Thesis:Honest is the best policy.
Watergate scandal initiated a prolonged crisis of confidence and renewed public cynicism toward a government that had systematically lied to the people and violated their civil liberties. A 1974 poll asked people how much faith they had in the executive branch of government. Only 14 percent answered “a great deal”; 43 percent said “hardly any.” Restoring credibility and respect became the primary challenge facing Nixon’s successors. Unfortunately, a new array of economic and foreign crisis would make that task doubly difficult.

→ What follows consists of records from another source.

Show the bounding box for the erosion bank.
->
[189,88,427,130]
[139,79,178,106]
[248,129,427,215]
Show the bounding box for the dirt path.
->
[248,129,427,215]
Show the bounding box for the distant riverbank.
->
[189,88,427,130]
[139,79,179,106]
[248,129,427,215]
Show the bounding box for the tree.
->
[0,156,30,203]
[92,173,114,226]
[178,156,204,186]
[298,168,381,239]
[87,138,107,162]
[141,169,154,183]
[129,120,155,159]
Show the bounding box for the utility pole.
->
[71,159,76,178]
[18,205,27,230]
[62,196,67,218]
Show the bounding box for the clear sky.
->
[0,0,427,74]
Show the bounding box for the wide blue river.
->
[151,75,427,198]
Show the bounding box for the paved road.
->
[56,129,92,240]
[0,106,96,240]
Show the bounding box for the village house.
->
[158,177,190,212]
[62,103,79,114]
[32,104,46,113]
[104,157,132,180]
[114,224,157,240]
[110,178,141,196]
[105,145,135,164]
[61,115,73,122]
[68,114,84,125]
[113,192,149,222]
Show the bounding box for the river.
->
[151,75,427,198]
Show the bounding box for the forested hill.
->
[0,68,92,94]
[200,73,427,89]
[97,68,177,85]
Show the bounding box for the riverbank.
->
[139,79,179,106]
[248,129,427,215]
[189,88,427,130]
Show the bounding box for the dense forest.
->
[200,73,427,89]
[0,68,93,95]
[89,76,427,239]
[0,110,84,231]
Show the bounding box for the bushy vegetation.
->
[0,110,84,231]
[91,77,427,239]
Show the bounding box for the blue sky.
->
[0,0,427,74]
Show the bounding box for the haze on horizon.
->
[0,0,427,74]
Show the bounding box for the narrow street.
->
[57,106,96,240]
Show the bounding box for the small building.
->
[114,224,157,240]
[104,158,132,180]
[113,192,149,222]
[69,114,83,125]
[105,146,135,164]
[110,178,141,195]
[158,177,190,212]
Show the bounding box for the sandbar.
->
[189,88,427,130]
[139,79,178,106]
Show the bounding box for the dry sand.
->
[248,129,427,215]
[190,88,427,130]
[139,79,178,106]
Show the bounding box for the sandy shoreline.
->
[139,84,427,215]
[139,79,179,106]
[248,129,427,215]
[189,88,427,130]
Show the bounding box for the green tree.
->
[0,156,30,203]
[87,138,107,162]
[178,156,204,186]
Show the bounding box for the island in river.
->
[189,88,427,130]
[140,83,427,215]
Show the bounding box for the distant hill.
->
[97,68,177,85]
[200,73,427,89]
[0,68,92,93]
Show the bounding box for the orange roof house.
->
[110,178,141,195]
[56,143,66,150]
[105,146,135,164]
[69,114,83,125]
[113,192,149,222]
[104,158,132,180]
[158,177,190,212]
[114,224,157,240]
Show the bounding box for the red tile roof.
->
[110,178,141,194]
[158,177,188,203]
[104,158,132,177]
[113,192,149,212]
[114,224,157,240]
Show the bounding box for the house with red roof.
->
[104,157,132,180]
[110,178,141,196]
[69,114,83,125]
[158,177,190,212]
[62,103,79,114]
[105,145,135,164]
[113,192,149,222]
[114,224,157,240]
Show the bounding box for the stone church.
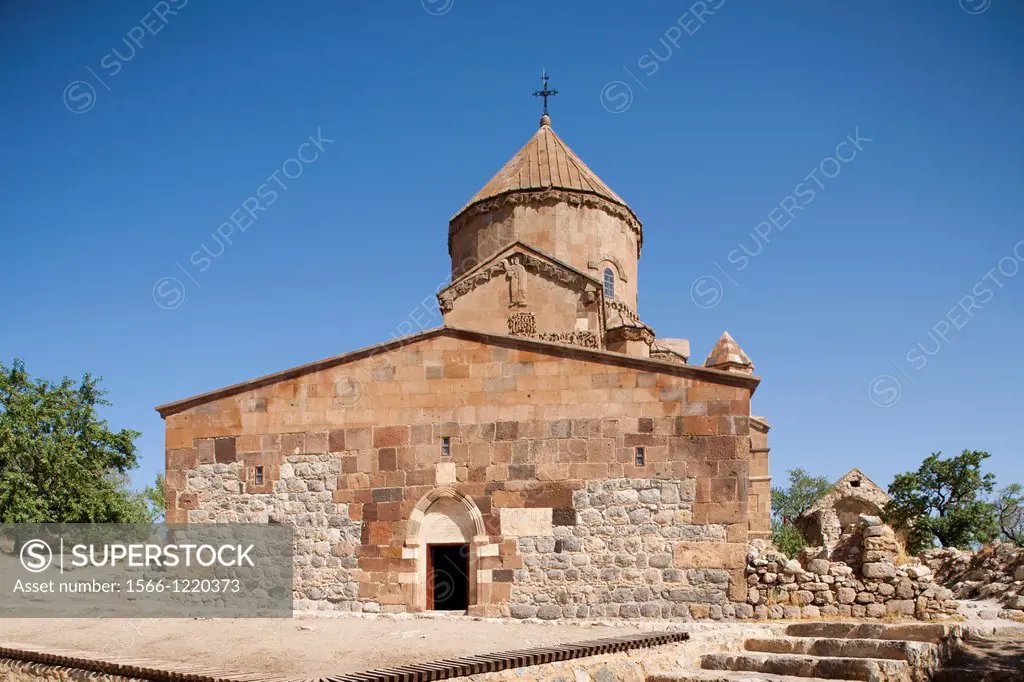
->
[157,107,770,619]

Sometimes it is necessary, and even desirable, for public leaders to withhold information from the public in order to further the public’s ultimate interests, in the sense that fully disclosing to the public certain types of information would threaten public safety and perhaps even national security. For example, if the President were to disclose the government’s strategies for thwarting specific plans of an international terrorist or a drug, those strategies would surely fail, and the public’s health and safety would be compromised as a result. Withholding information might also be necessary to avoid public panic. During the first few hours of the new millennium the U.S. Pentagon’s missile defense system experienced a Y2K-related malfunction. This fact was withheld form the public until later in the day, once the problem had been solved, since immediate disclosure would have served no useful purpose and might even have resulted in mass hysteria.